A Novel DLL1-Anti-CD19 Chimeric Protein Effectively Targets Notch Activation to B-Cell Acute Lymphoblastic Leukemia and Induces Cell Death

Background: Acute lymphoblastic leukemia (ALL) is the most prevalent form of cancer in children, and those who relapse continue to have poor survival. Therefore, the development of improved and specifically targeted treatment options is vital. The Notch pathway has been shown to act as a tumor suppressor in B-ALL via cell type specific induction of growth-inhibiting and pro-apoptotic pathways. In this study, we aim to therapeutically activate Notch signaling in B-ALL via targeting the Notch ligand DLL1 to B cells using an anti-CD19 scFv chimeric protein.

Methods: A soluble chimeric protein composed of the extracellular domain of the Notch ligand DLL1 linked to a validated anti-CD19 scFv was isolated from HEK-293 producer cells. Human B-ALL (SB, Nalm6) and T-ALL (Jurkat) lines were treated with DLL1-anti-CD19scFv chimeric protein, and expression of the Notch target gene HES1 and effects on cell growth and survival were measured.

Results: Both B- and T-ALL lines express Notch1 and Notch2 receptors on the cell surface. Exposure of B-ALL cells to DLL1-anti-CD19scFv chimeric protein led to an increase of Notch signaling, measured via 3-14 fold increase in HES1 mRNA expression. As expected, surface expression of the Notch receptors decreased upon chimera exposure, as Notch receptors are cleaved and destroyed upon activation. Importantly, exposure of the B-ALL lines to the chimeric protein led to a maximum 60% decrease in cell counts over 3-4 days, in contrast to T-ALL, where exposure did not effect growth significantly.

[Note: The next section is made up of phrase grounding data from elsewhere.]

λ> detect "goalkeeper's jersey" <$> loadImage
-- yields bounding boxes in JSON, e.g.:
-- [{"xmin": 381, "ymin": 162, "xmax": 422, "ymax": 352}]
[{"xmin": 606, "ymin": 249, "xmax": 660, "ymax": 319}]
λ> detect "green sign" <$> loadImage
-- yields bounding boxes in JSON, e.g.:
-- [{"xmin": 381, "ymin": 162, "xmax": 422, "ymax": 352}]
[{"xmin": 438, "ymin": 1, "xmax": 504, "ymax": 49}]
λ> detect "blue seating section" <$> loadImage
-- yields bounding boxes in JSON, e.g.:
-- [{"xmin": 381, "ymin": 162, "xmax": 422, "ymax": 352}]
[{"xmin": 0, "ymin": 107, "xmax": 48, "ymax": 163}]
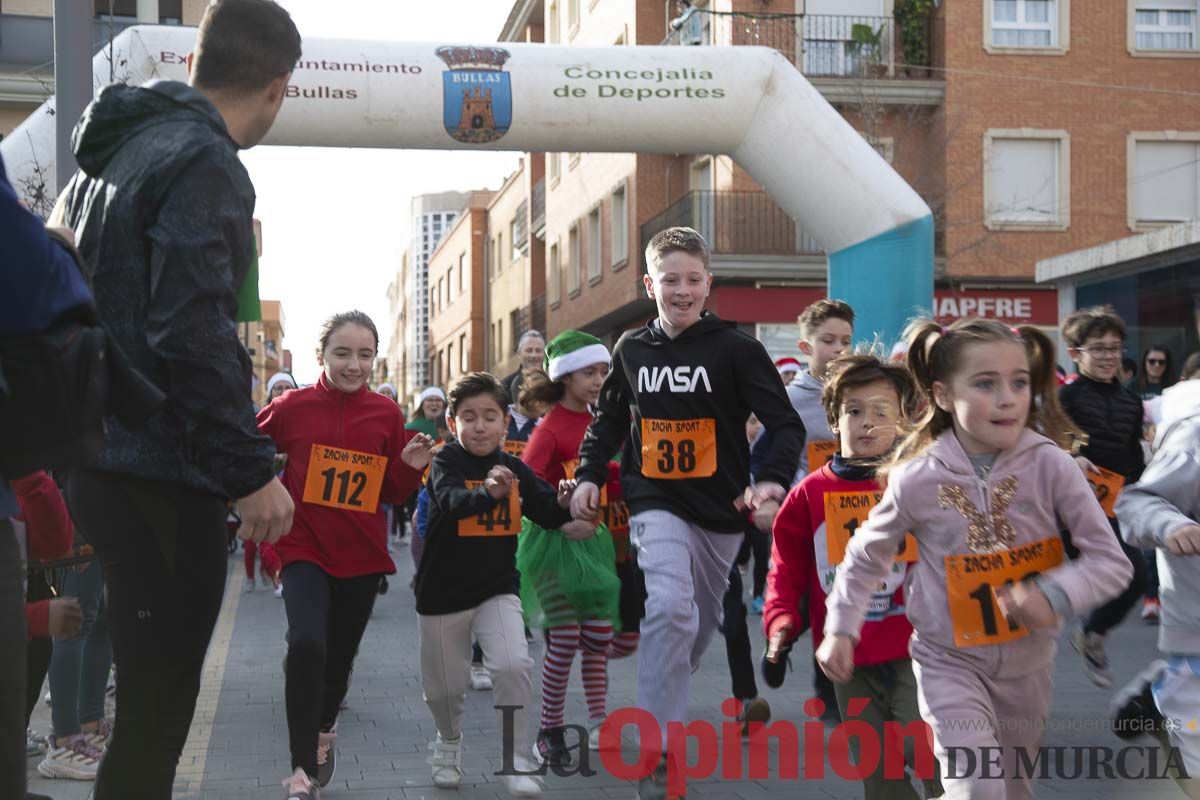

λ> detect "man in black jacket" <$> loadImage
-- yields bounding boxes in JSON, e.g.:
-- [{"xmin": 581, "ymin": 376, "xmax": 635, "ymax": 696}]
[
  {"xmin": 1060, "ymin": 305, "xmax": 1146, "ymax": 689},
  {"xmin": 55, "ymin": 2, "xmax": 300, "ymax": 796}
]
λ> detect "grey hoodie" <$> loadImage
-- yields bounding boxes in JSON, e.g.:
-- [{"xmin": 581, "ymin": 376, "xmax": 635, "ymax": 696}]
[
  {"xmin": 1115, "ymin": 379, "xmax": 1200, "ymax": 655},
  {"xmin": 785, "ymin": 369, "xmax": 835, "ymax": 483}
]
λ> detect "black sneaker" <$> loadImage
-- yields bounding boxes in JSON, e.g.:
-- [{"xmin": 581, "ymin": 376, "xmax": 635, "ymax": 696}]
[
  {"xmin": 637, "ymin": 753, "xmax": 684, "ymax": 799},
  {"xmin": 535, "ymin": 726, "xmax": 572, "ymax": 767},
  {"xmin": 1111, "ymin": 661, "xmax": 1167, "ymax": 741},
  {"xmin": 760, "ymin": 636, "xmax": 794, "ymax": 689},
  {"xmin": 316, "ymin": 724, "xmax": 337, "ymax": 787},
  {"xmin": 378, "ymin": 576, "xmax": 389, "ymax": 595}
]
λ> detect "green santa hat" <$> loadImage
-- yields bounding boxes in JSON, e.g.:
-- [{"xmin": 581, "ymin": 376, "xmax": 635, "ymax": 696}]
[{"xmin": 544, "ymin": 330, "xmax": 611, "ymax": 382}]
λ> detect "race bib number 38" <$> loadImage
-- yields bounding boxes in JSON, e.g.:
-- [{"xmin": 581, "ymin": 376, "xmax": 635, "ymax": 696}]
[
  {"xmin": 944, "ymin": 537, "xmax": 1064, "ymax": 648},
  {"xmin": 458, "ymin": 481, "xmax": 521, "ymax": 537},
  {"xmin": 640, "ymin": 418, "xmax": 717, "ymax": 479},
  {"xmin": 302, "ymin": 444, "xmax": 388, "ymax": 514}
]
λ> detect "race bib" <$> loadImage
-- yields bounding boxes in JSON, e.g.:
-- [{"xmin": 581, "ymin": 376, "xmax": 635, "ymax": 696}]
[
  {"xmin": 640, "ymin": 418, "xmax": 717, "ymax": 479},
  {"xmin": 458, "ymin": 480, "xmax": 521, "ymax": 537},
  {"xmin": 562, "ymin": 459, "xmax": 607, "ymax": 505},
  {"xmin": 824, "ymin": 491, "xmax": 918, "ymax": 565},
  {"xmin": 1085, "ymin": 467, "xmax": 1125, "ymax": 518},
  {"xmin": 503, "ymin": 440, "xmax": 527, "ymax": 457},
  {"xmin": 302, "ymin": 444, "xmax": 388, "ymax": 513},
  {"xmin": 807, "ymin": 440, "xmax": 838, "ymax": 474},
  {"xmin": 944, "ymin": 537, "xmax": 1064, "ymax": 648}
]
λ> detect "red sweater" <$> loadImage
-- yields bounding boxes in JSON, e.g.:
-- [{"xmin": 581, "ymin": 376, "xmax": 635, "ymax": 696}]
[
  {"xmin": 763, "ymin": 463, "xmax": 912, "ymax": 667},
  {"xmin": 14, "ymin": 472, "xmax": 73, "ymax": 639},
  {"xmin": 257, "ymin": 374, "xmax": 422, "ymax": 578}
]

Conclusions: This study demonstrates that Notch signaling can be feasibly activated in human B-ALL cells through a soluble DLL1-anti-CD19 scFv chimeric protein. Activation of Notch signaling via this method leads to growth inhibition and cell death in B-ALL, but not T-ALL cells. Based on our findings, we suggest that this soluble DLL1-anti-CD19 chimera may be a potential therapeutic approach for B-ALL, and further in vivo testing is warranted.